Are we heading towards a global food crisis? Global shortage of foods and other goods are a direct result of the supply chain crisis. As the global market of supply and demand responds, all over the world, the cost of food can change dramatically.
Also due to the corona pandemic, many countries restricted travelling, resulting in a shortage of labour. Regardless of what causes a supply chain crisis, whether this be due to global oil restrictions, political unrest or a pandemic, the question is what can be done to make our world more secure? Without a doubt, one way to increase security globally would be to return to local products, even if that does increase the cost of living.
Take the example of food packaging. Without it, we would have greater food spoilage, less food available on the shelves, and an increase in the cost of food. Hence, plastic food packaging helps to keep the cost of food down. A supply chain crisis deeply impacts countries like Australia, where food additives, ingredients and seasonings that are usually imported become very limited. But also plastic bags and food packaging are harder to come by, with the costs predicted to rise tremendously in 2022.

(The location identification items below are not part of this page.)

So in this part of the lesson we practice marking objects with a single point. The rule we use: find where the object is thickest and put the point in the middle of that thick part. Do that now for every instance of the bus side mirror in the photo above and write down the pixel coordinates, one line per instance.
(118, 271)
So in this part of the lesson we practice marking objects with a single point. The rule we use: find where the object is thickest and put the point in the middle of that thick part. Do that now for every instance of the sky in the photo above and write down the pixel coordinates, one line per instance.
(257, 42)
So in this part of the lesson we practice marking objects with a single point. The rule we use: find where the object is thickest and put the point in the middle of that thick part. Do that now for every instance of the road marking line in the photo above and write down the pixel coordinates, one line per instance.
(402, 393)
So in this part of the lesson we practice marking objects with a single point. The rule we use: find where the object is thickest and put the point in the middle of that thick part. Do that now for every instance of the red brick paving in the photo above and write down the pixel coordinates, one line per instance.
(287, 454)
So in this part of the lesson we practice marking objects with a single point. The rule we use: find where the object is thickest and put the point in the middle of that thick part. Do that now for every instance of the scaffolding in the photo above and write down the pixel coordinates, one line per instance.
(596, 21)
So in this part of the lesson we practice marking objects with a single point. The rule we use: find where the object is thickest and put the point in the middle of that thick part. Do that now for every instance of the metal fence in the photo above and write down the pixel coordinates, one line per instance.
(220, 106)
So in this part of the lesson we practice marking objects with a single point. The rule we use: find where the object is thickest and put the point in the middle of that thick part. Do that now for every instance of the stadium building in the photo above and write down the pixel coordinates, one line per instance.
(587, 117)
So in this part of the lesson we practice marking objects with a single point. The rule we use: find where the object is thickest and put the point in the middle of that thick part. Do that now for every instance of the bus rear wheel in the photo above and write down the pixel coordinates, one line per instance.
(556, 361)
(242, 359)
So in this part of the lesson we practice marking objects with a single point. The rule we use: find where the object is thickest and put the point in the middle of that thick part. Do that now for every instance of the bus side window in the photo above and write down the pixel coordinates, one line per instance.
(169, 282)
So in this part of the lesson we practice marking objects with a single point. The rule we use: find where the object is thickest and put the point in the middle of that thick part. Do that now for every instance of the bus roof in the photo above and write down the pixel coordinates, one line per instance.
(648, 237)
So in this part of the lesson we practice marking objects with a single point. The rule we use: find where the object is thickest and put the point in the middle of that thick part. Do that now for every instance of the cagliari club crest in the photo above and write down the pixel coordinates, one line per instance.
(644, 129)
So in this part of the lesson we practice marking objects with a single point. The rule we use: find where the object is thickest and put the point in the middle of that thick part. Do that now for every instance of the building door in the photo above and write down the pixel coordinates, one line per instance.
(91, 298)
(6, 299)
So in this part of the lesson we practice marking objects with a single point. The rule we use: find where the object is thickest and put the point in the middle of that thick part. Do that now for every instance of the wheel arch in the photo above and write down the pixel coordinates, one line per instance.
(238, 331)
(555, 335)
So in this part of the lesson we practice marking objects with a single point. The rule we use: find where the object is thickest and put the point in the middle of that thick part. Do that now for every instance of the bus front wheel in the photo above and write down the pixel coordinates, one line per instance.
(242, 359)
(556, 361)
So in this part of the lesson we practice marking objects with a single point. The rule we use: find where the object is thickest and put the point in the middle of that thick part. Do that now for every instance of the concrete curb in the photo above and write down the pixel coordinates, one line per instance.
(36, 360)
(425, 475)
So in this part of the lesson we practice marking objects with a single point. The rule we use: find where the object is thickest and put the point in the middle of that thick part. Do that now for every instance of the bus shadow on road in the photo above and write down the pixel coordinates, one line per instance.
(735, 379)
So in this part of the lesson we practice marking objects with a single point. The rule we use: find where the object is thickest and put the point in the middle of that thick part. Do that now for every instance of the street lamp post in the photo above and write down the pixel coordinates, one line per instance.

In addition, China needs the agricultural nitrogen fertilizer urea for its own farmers and has therefore decided that its export will be restricted (or stopped). This can lead to a serious shortage of agricultural food production in many countries. Adblue, an anti-polutant containing urea, is typically added to newer classes of diesel motors in trucks and tractors. It is also necessary to protect the motor. An export restriction is likey to severely impact global agricultural production as well as global transport. Again, local production of urea seems to be the solution here.
So also with food packaging material, locally produced bioplastic (instead of conventional plastic) is the key to maintaining human security and wellbeing as well as the sustainability of our environment.